I have a multidimensional pandas dataframe created like this:
import numpy as np
import pandas as pd
iterables = [['bar', 'baz', 'foo', 'qux'], ['one', 'two']]
mindex = pd.MultiIndex.from_product(iterables, names=['first', 'second'])
df = pd.DataFrame(np.random.randn(8, 4), index=mindex)
store = pd.HDFStore("df.h5")
store["df"] = df
store.close()
I would like to add attributes to df
stored in the HDFStore. How can I do this? There doesn't seem to be any documentation regarding the attributes, and the group that is used to store the df
is not of the same type as the HDF5 Group in the h5py
module:
type(list(store.groups())[0])
Out[24]: tables.group.Group
It seems to be the pytables group, that has only this private member function that concerns some other kind of attribute:
__setattr__(self, name, value)
| Set a Python attribute called name with the given value.

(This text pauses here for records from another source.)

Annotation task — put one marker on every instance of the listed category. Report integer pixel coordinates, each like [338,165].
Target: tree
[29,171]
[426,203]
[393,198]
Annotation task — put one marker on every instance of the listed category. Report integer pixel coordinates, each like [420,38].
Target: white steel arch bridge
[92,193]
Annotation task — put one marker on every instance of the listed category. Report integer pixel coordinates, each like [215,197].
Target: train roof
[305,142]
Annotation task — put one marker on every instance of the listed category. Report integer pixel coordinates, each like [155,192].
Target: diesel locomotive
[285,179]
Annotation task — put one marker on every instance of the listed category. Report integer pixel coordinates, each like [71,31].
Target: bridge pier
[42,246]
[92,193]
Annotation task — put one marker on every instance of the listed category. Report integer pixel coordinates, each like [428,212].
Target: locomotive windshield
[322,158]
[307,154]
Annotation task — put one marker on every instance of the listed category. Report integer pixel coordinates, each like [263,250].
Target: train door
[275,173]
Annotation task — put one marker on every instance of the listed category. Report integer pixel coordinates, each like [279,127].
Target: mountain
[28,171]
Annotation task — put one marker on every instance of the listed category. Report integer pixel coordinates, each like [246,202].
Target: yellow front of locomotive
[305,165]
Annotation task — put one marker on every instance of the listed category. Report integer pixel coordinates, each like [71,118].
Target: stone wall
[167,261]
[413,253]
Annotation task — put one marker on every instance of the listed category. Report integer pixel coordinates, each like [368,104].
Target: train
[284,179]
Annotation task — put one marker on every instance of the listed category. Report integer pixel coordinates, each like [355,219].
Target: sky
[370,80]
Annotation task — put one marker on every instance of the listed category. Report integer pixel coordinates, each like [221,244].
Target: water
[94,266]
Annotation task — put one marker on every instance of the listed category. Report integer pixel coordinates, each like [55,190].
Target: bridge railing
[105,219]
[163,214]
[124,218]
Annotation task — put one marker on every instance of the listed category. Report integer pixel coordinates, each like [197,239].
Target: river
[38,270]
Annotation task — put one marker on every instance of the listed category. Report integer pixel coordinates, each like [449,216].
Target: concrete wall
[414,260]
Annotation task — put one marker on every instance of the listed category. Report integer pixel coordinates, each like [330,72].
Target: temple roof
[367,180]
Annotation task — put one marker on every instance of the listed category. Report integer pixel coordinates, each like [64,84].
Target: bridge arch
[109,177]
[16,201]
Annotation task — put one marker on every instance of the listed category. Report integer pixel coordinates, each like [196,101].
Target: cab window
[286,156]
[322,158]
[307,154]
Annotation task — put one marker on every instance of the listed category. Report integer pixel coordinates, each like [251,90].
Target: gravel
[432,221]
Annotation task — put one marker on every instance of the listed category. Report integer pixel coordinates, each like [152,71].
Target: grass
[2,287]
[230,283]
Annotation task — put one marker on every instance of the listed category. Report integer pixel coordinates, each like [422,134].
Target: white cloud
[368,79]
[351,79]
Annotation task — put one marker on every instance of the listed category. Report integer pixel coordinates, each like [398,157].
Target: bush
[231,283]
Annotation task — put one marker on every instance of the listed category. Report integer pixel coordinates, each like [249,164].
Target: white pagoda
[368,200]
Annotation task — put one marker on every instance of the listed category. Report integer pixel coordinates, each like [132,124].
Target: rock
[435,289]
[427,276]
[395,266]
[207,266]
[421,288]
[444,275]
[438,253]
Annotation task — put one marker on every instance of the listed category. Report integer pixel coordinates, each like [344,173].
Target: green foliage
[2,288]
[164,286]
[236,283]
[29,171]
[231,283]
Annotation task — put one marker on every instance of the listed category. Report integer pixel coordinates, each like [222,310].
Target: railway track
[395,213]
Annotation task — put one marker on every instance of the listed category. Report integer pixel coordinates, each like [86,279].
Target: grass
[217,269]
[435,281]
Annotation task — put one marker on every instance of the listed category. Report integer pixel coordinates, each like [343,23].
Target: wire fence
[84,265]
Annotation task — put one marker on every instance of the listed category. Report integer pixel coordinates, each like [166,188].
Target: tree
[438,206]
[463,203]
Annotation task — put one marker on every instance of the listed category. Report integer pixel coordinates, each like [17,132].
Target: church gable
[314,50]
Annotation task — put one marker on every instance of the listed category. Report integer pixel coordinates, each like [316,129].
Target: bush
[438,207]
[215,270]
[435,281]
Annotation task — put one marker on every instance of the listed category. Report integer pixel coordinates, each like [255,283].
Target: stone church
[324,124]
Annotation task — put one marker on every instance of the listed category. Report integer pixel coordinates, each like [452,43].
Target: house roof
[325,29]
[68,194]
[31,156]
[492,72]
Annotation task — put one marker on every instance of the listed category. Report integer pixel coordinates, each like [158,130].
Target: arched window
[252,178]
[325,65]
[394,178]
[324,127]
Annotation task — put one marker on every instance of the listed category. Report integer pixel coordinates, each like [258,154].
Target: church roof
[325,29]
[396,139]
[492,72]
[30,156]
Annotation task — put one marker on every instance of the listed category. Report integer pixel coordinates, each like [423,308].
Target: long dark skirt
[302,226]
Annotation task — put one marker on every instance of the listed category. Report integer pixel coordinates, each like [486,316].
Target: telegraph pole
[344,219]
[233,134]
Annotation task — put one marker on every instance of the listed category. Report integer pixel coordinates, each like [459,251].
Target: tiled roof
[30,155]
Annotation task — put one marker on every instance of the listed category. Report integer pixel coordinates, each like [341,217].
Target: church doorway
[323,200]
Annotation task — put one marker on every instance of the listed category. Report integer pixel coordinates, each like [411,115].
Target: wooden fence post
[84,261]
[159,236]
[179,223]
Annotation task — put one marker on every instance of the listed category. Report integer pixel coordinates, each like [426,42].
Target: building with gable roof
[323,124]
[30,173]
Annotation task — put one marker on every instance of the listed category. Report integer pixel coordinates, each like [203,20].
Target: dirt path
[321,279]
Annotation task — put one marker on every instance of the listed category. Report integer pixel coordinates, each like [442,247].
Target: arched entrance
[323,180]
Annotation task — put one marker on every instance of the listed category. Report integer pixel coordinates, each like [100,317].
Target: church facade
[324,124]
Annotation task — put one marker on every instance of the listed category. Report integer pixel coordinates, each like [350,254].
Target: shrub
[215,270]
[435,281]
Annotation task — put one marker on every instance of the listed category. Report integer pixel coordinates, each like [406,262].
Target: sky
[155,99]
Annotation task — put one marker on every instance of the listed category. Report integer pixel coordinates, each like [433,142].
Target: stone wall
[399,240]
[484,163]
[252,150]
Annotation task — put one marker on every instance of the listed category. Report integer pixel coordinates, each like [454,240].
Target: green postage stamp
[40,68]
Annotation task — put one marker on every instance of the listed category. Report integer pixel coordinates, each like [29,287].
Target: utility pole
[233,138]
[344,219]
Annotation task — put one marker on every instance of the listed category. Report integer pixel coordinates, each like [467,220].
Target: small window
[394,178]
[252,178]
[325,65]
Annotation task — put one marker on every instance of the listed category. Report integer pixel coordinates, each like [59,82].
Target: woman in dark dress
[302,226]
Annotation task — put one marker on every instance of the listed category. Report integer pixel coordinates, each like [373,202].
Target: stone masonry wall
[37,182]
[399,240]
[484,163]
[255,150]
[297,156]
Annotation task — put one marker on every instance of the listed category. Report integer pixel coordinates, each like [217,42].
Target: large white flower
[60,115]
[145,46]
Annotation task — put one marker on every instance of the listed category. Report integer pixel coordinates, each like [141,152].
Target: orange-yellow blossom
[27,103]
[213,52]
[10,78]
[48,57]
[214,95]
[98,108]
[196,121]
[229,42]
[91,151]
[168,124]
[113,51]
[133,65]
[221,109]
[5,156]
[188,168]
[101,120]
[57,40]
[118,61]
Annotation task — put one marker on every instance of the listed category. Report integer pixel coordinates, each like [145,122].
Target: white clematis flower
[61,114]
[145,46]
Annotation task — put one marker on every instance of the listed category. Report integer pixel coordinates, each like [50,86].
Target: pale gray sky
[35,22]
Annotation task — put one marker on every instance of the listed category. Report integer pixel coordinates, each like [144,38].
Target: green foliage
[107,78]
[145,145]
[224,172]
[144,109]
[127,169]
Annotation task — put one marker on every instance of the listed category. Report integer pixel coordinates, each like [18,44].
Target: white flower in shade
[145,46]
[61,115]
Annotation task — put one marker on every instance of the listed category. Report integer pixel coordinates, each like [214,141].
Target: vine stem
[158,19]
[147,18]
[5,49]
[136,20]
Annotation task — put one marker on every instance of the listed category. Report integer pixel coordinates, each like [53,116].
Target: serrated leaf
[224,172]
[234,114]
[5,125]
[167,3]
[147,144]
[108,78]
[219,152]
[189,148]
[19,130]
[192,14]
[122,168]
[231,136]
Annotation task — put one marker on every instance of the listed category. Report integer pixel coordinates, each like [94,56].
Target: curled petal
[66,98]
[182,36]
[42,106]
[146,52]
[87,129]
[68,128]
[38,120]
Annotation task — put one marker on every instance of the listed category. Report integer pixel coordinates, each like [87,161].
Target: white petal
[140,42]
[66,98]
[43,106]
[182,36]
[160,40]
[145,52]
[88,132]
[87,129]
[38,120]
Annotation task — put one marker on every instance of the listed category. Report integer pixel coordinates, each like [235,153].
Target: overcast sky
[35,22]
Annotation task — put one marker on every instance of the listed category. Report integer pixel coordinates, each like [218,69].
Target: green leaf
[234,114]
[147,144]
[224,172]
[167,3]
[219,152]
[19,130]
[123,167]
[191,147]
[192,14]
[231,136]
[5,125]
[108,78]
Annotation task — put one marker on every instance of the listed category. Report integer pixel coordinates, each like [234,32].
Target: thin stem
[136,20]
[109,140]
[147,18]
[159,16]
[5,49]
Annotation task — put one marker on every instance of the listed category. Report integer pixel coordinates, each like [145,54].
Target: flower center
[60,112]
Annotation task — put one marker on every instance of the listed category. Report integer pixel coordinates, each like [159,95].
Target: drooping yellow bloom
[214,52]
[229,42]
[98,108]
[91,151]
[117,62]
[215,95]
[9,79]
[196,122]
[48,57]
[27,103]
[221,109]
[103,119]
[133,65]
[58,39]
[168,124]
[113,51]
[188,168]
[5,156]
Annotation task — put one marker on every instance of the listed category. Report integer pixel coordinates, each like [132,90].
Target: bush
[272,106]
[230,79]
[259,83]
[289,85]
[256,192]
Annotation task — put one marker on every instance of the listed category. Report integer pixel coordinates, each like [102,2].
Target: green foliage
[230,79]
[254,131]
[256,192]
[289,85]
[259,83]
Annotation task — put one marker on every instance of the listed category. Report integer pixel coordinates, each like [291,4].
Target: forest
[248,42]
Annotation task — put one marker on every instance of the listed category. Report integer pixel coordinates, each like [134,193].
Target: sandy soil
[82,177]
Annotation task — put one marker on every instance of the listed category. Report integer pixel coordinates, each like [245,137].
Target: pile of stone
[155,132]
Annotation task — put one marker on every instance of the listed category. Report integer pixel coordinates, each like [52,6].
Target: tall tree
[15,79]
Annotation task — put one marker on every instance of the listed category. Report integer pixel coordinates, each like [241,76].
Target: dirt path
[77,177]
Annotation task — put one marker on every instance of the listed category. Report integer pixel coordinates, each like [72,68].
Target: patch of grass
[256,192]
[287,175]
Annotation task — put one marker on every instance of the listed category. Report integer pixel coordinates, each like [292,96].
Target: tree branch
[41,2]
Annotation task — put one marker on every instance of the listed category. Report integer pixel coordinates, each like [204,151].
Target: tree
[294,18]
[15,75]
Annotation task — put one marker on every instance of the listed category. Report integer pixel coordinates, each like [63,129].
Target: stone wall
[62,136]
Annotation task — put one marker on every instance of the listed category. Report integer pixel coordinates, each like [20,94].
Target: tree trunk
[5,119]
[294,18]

What I would like is to simply store a bunch of DataFrames with multidimensional indices that are "marked" by attributes in a structured way, so that I can compare them and sub-select them based on those attributes.
Basically what HDF5 is meant to be used for + multidim DataFrames from pandas.
There are questions like this one, that deal with reading HDF5 files with other readers than pandas, but they all have DataFrames with one-dim indices, which makes it easy to simply dump numpy ndarrays, and store the index additionally.